2 days ago I did ask him if he’s ok because he would just message me once and than gone every day. Well after I said I’m just worried about him and stuff and that it is not a criticism he writes again every day morning and night now. But still no answer if what’s going on. I just now he is busy with work with rehearsals and remastering a album wich are things he loves but I just feel at the moment I don’t matter anymore somehow. Because when I say something or ask him stuff he normally likes to talk about he just ignores things and never says anything to it. He sometimes answers next day. I really don’t know what to think at the moment .
 
It's sad he doesnt communicate and open up to you. He needs to start talking or else everything will worry you, you only get worried maybe even without needing to about some things. You need to know what exactly is wrong and you can only tell by his behaviour, Im afraid. But it can go wrong so you never know. It's hard that way.
It's sad he doesnt communicate and open up to you. He needs to start talking or else everything will worry you, you only get worried maybe even without needing to about some things. You need to know what exactly is wrong and you can only tell by his behaviour, Im afraid. But it can go wrong so you never know. It's hard that way.

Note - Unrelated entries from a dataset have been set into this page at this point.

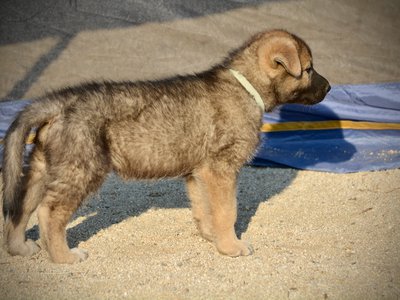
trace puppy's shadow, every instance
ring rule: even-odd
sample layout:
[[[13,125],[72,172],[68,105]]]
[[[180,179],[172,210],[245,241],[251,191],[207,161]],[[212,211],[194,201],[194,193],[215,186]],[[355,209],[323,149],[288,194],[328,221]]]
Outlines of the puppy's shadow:
[[[259,204],[268,201],[270,197],[290,185],[296,173],[293,169],[242,169],[237,186],[236,232],[239,237],[246,232]],[[76,247],[102,229],[129,217],[138,216],[151,208],[190,208],[184,180],[124,182],[118,176],[110,174],[99,192],[90,197],[74,214],[72,222],[78,218],[83,218],[83,221],[67,230],[68,244],[70,247]],[[28,230],[27,236],[38,239],[38,227],[34,226]]]

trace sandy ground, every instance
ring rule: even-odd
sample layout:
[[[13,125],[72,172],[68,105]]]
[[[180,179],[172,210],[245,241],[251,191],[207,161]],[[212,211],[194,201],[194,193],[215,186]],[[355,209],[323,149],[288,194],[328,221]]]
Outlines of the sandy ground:
[[[399,15],[396,0],[272,1],[85,29],[67,40],[3,43],[0,98],[95,78],[200,71],[276,27],[303,37],[333,84],[399,81]],[[398,169],[339,175],[245,167],[237,231],[255,253],[232,259],[197,234],[182,181],[124,183],[110,175],[69,225],[70,245],[87,249],[89,259],[55,265],[44,251],[22,258],[0,250],[0,298],[398,299],[399,179]],[[27,234],[38,238],[36,217]]]

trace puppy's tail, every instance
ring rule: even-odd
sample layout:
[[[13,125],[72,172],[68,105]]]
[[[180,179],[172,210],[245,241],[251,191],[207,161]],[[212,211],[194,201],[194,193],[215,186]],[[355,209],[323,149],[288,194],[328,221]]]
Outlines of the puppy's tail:
[[[57,99],[41,99],[27,106],[11,124],[4,139],[3,153],[3,215],[18,224],[22,216],[23,186],[22,164],[25,141],[32,128],[57,116],[62,109]]]

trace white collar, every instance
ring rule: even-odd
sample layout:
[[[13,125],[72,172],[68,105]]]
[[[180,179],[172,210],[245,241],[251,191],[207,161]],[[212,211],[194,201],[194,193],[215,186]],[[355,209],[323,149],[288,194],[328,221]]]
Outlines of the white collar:
[[[240,84],[249,92],[250,95],[253,96],[254,100],[256,101],[257,105],[261,108],[262,112],[265,112],[265,104],[262,100],[260,94],[257,90],[252,86],[252,84],[244,77],[240,72],[229,69],[232,75],[240,82]]]

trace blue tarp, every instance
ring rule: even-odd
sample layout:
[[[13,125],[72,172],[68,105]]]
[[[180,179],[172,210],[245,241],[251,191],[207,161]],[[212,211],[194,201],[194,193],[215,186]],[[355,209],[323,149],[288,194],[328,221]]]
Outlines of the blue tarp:
[[[28,103],[29,100],[0,102],[0,140]],[[350,128],[343,128],[342,123],[334,122],[337,120],[350,121]],[[270,125],[290,123],[292,128],[264,130],[251,165],[336,173],[400,167],[400,82],[334,86],[320,104],[284,105],[264,114],[263,121]],[[333,129],[302,127],[311,122],[336,125]],[[357,126],[364,123],[366,126],[361,129]]]

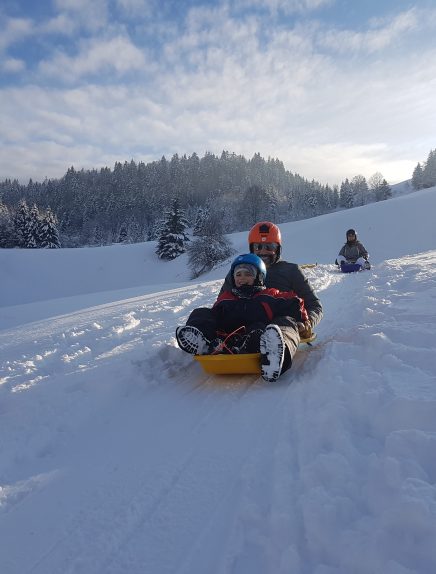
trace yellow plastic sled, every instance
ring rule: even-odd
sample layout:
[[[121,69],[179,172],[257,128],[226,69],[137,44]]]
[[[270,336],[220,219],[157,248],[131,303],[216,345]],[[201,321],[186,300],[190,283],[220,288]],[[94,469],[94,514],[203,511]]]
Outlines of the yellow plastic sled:
[[[314,333],[300,343],[310,344],[316,339]],[[206,373],[212,375],[260,374],[260,353],[241,353],[240,355],[194,355]]]

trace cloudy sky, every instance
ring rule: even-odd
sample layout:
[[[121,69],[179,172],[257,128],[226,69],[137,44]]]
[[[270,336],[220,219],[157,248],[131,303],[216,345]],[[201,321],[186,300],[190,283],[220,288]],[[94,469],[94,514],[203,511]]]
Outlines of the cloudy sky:
[[[2,0],[0,181],[259,152],[321,183],[436,147],[433,0]]]

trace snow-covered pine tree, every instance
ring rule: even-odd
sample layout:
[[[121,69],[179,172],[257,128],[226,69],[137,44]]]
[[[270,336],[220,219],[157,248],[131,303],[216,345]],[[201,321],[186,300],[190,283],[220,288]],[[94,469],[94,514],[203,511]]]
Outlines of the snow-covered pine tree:
[[[183,209],[180,208],[179,200],[173,200],[171,209],[166,213],[164,225],[159,235],[156,254],[159,259],[171,261],[182,253],[185,253],[185,244],[189,241],[185,230],[188,222]]]
[[[341,183],[339,205],[345,209],[353,207],[353,189],[348,178]]]
[[[127,234],[127,224],[124,222],[120,225],[117,243],[128,243],[128,242],[129,242],[129,237]]]
[[[14,227],[7,206],[0,199],[0,247],[14,247]]]
[[[18,247],[27,247],[29,229],[32,228],[29,207],[25,199],[18,204],[14,217],[15,239]]]
[[[413,170],[412,187],[415,190],[422,189],[424,187],[424,171],[420,163],[418,163]]]
[[[371,201],[384,201],[392,197],[392,190],[380,172],[376,172],[368,180]]]
[[[29,226],[27,229],[26,247],[39,247],[41,243],[41,219],[39,209],[34,203],[29,211]]]
[[[423,187],[433,187],[436,185],[436,149],[428,154],[427,161],[422,174]]]
[[[41,217],[40,244],[44,249],[58,249],[61,246],[59,232],[56,226],[56,218],[50,208]]]
[[[223,234],[223,222],[222,213],[209,210],[202,222],[203,235],[187,246],[193,278],[210,271],[215,265],[235,254],[232,244]]]

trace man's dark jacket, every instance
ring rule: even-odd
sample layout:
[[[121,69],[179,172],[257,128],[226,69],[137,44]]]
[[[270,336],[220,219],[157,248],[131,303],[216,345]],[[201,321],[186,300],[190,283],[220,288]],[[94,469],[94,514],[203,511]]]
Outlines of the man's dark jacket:
[[[304,301],[311,327],[314,328],[321,321],[323,315],[321,302],[296,263],[280,260],[270,265],[267,269],[265,285],[275,287],[279,291],[295,291],[296,295]],[[231,291],[232,288],[232,276],[229,272],[220,294],[224,291]]]

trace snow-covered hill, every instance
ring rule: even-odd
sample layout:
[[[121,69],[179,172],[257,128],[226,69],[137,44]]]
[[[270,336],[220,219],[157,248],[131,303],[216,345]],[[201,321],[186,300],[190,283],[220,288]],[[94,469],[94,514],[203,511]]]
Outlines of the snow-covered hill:
[[[281,226],[325,317],[273,385],[176,347],[226,265],[0,252],[2,574],[435,572],[435,207],[433,188]],[[371,272],[331,265],[349,227]]]

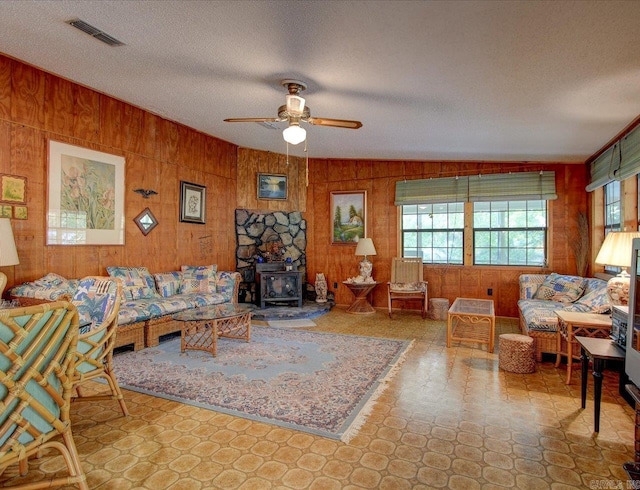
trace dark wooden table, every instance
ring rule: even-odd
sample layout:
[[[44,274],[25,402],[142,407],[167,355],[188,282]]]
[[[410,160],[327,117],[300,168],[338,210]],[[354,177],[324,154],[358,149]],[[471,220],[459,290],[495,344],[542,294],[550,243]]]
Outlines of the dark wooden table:
[[[600,432],[600,400],[602,399],[602,372],[606,361],[616,361],[619,373],[619,392],[624,393],[627,376],[624,372],[625,351],[611,339],[597,339],[593,337],[575,337],[580,344],[582,360],[582,408],[587,402],[587,374],[589,359],[593,361],[593,416],[594,432]]]
[[[376,310],[367,300],[367,296],[373,289],[380,284],[379,282],[343,282],[345,286],[355,296],[351,306],[347,308],[347,313],[355,313],[356,315],[369,315],[375,313]]]

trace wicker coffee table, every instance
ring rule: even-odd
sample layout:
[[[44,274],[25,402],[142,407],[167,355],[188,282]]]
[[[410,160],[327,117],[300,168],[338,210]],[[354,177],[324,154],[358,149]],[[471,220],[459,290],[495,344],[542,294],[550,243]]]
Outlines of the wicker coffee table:
[[[452,340],[477,342],[493,352],[495,333],[493,300],[456,298],[447,314],[447,347]]]
[[[182,322],[180,351],[203,350],[213,357],[218,337],[251,340],[251,310],[246,306],[224,304],[193,308],[173,315]]]

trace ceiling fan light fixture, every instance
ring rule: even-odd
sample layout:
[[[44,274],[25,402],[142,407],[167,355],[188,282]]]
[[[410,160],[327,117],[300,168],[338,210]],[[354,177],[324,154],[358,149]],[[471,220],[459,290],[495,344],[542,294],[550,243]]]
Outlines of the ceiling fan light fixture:
[[[291,125],[282,132],[282,137],[287,143],[297,145],[307,138],[307,131],[301,128],[298,123],[291,123]]]
[[[287,112],[292,115],[301,116],[304,112],[304,99],[299,95],[288,94]]]

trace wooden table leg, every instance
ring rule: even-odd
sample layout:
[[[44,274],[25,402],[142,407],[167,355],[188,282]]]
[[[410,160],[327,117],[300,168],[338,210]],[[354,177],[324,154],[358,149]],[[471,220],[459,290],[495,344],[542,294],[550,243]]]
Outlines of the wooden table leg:
[[[571,371],[573,370],[573,342],[571,342],[573,338],[573,325],[571,323],[567,323],[567,382],[566,384],[571,384]],[[602,373],[600,373],[602,375]]]
[[[580,396],[581,396],[581,407],[585,408],[587,406],[587,375],[589,373],[589,357],[587,357],[587,352],[584,350],[584,348],[580,349],[580,360],[582,362],[581,367],[582,367],[582,379],[581,379],[581,385],[582,388],[580,390]]]
[[[602,399],[602,370],[604,369],[603,359],[593,360],[593,419],[594,432],[600,432],[600,401]]]
[[[562,320],[558,318],[558,330],[556,330],[556,367],[560,367],[560,361],[562,360],[562,332],[560,331],[560,322],[562,322]]]
[[[496,319],[495,317],[489,319],[489,353],[493,352],[496,345]]]

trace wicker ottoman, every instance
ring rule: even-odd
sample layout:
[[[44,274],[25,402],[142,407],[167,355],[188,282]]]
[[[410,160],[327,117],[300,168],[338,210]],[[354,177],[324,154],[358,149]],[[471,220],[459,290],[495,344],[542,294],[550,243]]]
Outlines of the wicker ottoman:
[[[429,318],[432,320],[446,320],[449,311],[447,298],[431,298],[429,300]]]
[[[510,373],[527,374],[536,370],[533,339],[517,333],[498,338],[498,365]]]

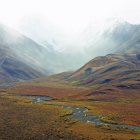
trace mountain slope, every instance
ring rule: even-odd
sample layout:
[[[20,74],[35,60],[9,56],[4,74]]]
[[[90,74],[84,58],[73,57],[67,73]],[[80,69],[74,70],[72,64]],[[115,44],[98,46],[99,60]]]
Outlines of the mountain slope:
[[[85,33],[87,53],[101,56],[110,53],[140,52],[140,25],[133,25],[122,20],[111,20],[96,30],[90,27]]]
[[[139,54],[109,54],[97,57],[70,76],[80,84],[118,84],[125,81],[138,82],[140,74]]]

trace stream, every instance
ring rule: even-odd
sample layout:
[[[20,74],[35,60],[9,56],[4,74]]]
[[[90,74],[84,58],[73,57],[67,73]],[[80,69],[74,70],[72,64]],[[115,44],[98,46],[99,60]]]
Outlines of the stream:
[[[53,99],[49,96],[37,96],[37,95],[27,95],[25,97],[29,97],[32,99],[33,104],[41,103],[44,101],[49,101],[51,102]],[[50,104],[53,106],[62,106],[67,109],[72,110],[71,115],[67,115],[68,118],[72,118],[75,120],[79,120],[84,123],[90,123],[90,124],[95,124],[95,125],[105,125],[105,126],[112,126],[112,127],[117,127],[117,128],[127,128],[131,130],[140,130],[140,126],[133,126],[133,125],[127,125],[127,124],[112,124],[108,122],[103,122],[101,120],[101,116],[97,116],[94,114],[88,114],[88,109],[85,107],[79,107],[79,106],[71,106],[71,105],[60,105],[60,104]]]

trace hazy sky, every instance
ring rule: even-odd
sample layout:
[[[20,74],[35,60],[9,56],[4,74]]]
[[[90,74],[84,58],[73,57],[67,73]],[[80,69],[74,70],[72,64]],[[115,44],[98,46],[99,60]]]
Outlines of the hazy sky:
[[[64,30],[119,17],[140,23],[140,0],[0,0],[0,22],[18,28],[30,15],[42,16]]]

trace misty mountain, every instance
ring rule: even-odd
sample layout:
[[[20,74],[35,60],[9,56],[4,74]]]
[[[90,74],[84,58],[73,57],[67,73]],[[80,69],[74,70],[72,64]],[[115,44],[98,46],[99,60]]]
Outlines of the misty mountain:
[[[26,17],[22,20],[21,31],[49,51],[58,54],[58,58],[63,60],[64,70],[77,69],[96,56],[124,52],[128,46],[129,50],[133,47],[133,52],[134,48],[136,51],[139,49],[137,40],[140,25],[133,25],[116,18],[99,24],[91,23],[81,30],[66,33],[41,17]],[[67,56],[70,56],[71,67],[68,65]]]
[[[99,56],[67,77],[75,84],[86,86],[139,85],[140,54],[109,54]],[[134,87],[133,87],[134,88]]]
[[[87,53],[91,56],[140,52],[140,25],[115,19],[105,22],[97,30],[91,26],[84,33]]]

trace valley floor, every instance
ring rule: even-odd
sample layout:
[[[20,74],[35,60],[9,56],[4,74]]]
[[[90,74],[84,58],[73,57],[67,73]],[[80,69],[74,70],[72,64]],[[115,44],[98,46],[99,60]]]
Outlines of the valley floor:
[[[132,140],[140,139],[139,130],[97,126],[69,119],[70,109],[50,106],[50,102],[31,104],[30,98],[0,93],[1,140]],[[139,125],[139,103],[54,100],[51,104],[87,107],[90,113],[104,116],[110,123]],[[136,109],[134,109],[136,108]],[[133,110],[134,109],[134,110]],[[132,115],[133,119],[127,115]],[[134,117],[135,116],[135,117]],[[133,120],[133,121],[132,121]]]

He really doesn’t seem to comincate at all. About what’s really going on or how he feels. i Kind of feel he thinks he had this feelings Or anxiety and outbursts because of me. I think he blames me for it and gets cold towards me or avoids me because of that idea. He doesn’t seem like he does really want to think about the idea that something is wrong with him. Or that there are triggers.

it’s hard to get into perspective of this situation but it feels like he just lives in the moment between his music and mastering his practice and his job also he helps his friend a lot with installation jobs. And than he seems to be super drained or tired and just cuts of the next closest unimportant thing wich is me
. When we do a video he always seems happy to see me but lately he is not even really looking at me and he seems to be super nervous and picking his lips again. He seems super confused and frazzled.

I just wish I get something of my boyfriend back . I feel like he is super far away from me . In every case and I wish he would see that he needs some kind of help or talks to me at least.